ACT UP Dublin has welcomed the recently announced HSE pilot of a home STI testing service taking place across Dublin, Cork and Kerry; delivered in partnership with established online STI testing provider SH:24.
The project offers the possibility for people within the three counties to order an STI testing kit online, which will be delivered to their home in discreet packaging, where they can subsequently provide urine, swabs and finger-prick blood samples to test for HIV and other common sexually transmitted infections.
This is the first project of its kind in Ireland and will provide for convenience of access for people across the counties to test for an STI.
“It is disappointing to note that capacity has been reached within 24 hours; this is evidence of the massive demand for this service. ACT UP Dublin are calling on the providers to increase capacity and recommence the service as soon as possible,” ACT UP Dublin said in a statement.
Regular STI testing is important in maintaining sexual health and preventing the transmission of STIs, even if you don’t have any symptoms it’s important to get tested regularly if you are sexually active.
According to the HSE Health Protection Surveillance Centre, HIV and STI rates have been increasing in Ireland in recent years, STI rates up 7% in 2018 and HIV rates continue to rise.
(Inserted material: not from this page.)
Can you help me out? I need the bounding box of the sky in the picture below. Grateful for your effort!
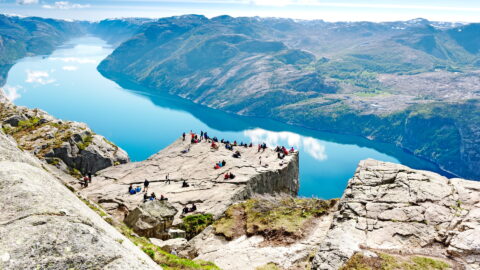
[0,0,480,22]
Increases are seen especially amongst young people and gay, bisexual and men who have sex with men, however, everybody who is engaging in sexual activity should get tested regularly.
ACT UP Dublin said they do not consider online and home testing services as a replacement for full sexual health services, but can help improve access to and complement face to face sexual health consultations.
During the COVID-19 pandemic, sexual health services have been significantly diminished with many services closing, including Ireland’s only sexual health services dedicated to gay, bisexual men and the trans community.
ACT UP Dublin have also called for the opening of all sexual health services and for the capacity to be developed further so that there is adequate access for all people in Ireland to STI testing and appropriate sexual healthcare.